Стихи
Опубликовано в журнале Дружба Народов, номер 5, 2024
Волосюк Иван Иванович — поэт, переводчик, литературный обозреватель. Родился в 1983 году в городе Дзержинске Донецкой области в семье шахтёра. Окончил филологический факультет Донецкого национального университета. Публиковался в журналах «Дружба народов», «Знамя», «Юность» и др.
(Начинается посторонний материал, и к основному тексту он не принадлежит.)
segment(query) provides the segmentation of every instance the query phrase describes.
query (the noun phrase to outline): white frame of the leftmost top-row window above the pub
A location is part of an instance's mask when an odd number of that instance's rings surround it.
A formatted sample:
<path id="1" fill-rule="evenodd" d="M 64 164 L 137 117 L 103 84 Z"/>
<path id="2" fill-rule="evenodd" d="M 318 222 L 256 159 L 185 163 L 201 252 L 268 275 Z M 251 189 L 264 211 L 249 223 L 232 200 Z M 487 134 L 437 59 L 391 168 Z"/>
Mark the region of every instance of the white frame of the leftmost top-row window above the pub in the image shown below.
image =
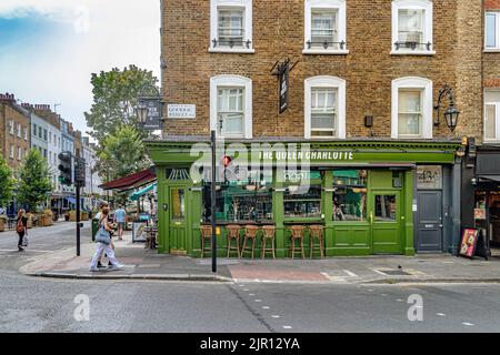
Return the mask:
<path id="1" fill-rule="evenodd" d="M 214 47 L 213 40 L 219 39 L 219 8 L 244 9 L 244 38 L 250 41 L 249 48 L 243 47 Z M 253 49 L 253 24 L 252 24 L 252 0 L 210 0 L 210 48 L 212 53 L 254 53 Z"/>

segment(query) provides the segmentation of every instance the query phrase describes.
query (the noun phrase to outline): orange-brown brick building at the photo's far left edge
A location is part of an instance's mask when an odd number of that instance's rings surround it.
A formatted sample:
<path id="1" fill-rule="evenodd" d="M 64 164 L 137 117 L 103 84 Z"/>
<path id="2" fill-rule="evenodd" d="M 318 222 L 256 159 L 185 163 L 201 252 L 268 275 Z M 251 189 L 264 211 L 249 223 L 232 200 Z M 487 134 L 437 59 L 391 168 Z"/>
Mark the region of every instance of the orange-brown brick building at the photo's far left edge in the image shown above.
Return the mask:
<path id="1" fill-rule="evenodd" d="M 0 94 L 0 151 L 14 171 L 30 150 L 30 134 L 29 112 L 13 94 Z"/>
Живёт в Подмосковье.
1
В моём взросленьи не было кириллиц,
стремящихся к округлости глаголиц.
Я пил из чашки, на меня молились,
я рассуждал в уме: «Смешной народец»,
ценители искусств, миллениалы,
закрылись синтетической печалью.
Какие рты им всем намалевали:
у женщин, как сургучные печати,
у юношей, как бронзовые плашки.
Их треники, надетые на рейвы,
их пёстрые гавайские рубашки
вокруг меня толпились, как деревья.
Но это сад, где каждый плод запретен,
где чёрточки на глиняных дощечках,
я, принуждённый к разговорной речи,
считал узором, но любил до смерти.
2
Я думал: вавилонцы и шумеры
не жили впрок, из звёзд слагая сонмы,
а просто так рыдали и шумели,
помыслив, что дракон сжирает солнце.
И кто-то праздный на пещерных сводах
нам вывел сцену праведной охоты,
не будущего ради — и свободы,
а оттого, что уголь был и охра.
Он претерпел и голод, и болезни,
но не был красотой звероуловлен.
Он пел свои сновидческие песни
на языке святилищ и жаровен.
3
Цветущий тополь на непрочных ветках
развешивал тряпьё.
Олень со страхом видит человека,
несущего копьё.
В строенье тела линии разрыва,
а кровь пьянит врага,
и кажется, что смерть ещё утяжелила
могучие рога.
А в миг, когда внутри погас огонь псалтири,
зверь падает на бок,
как чёрная фигурка в тире,
весь мир вобрав в расширенный зрачок.
4
Овидий, скорбь твоя не подобает месту,
сарматы наизусть твои учили песни,
раз не было письма,
и уходили вверх до озера Меотов —
там тысячу смертей сыграла, как по нотам,
неспешная война.
Я докопаться мог до кладов и кореньев,
когда б на пласт травы упал мой соплеменник,
примяв чабрец и лён,
и улыбнулся мне застывшими устами,
а я б его зарыл по вечному уставу
в горячий чернозём.
Какой унылый год — тягучий, одичалый,
две тысячи какой — я сам не различаю,
что август, что февраль.
Но бедный мой сосед не справится с позором,
зарубки на столбе оставит робинзонам
и купит календарь.
Я всё тебе открыл, от альфы до омеги,
что телом стал ленив и молча лёг на снеги
для ясности в мозгу.
Что двери запирал, завесил окна в доме,
но спасся от чумы, укрылся при погроме
и вот теперь жи-ву.
И весь я — не умру.
5
«Ты говорил сквозь сон, я думала, что бредишь», —
сказала мать ему.
«Дай, Господи, — просил, — пустых бомбоубежищ
народу моему.
А если хочешь, то пройди по белу свету
и всех освободи».
Двуперстием достал из пачки сигарету,
кивнул мне: «Подкури».
И я спросил: «Отец, давай вот здесь икону
повесим на стене».
А он в ответ: «Прости, я ничего не помню,
что делаю во сне».
6
«Трансцендентальный» — допустимый мат
в Артёмовске, а нас везут к финалу.
И в этот раз, не то, что год назад, —
я в чистой куртке, трезвый, без фингала.
Memoria… Проклятая латынь,
твоих надгробий чёрные перфекты
я принимал, как образы руин,
как страшные тяжёлые таблетки.
Я ждал, когда в губительные дни
росток пробьётся новой Иггдрасили
из пепельной и угольной земли
на стыке не России и России.
Когда в меня стреляли наугад,
я соглашался, в общем, добровольно
расстаться с телом, взятым напрокат,
но так, чтоб сразу: быстро и не больно.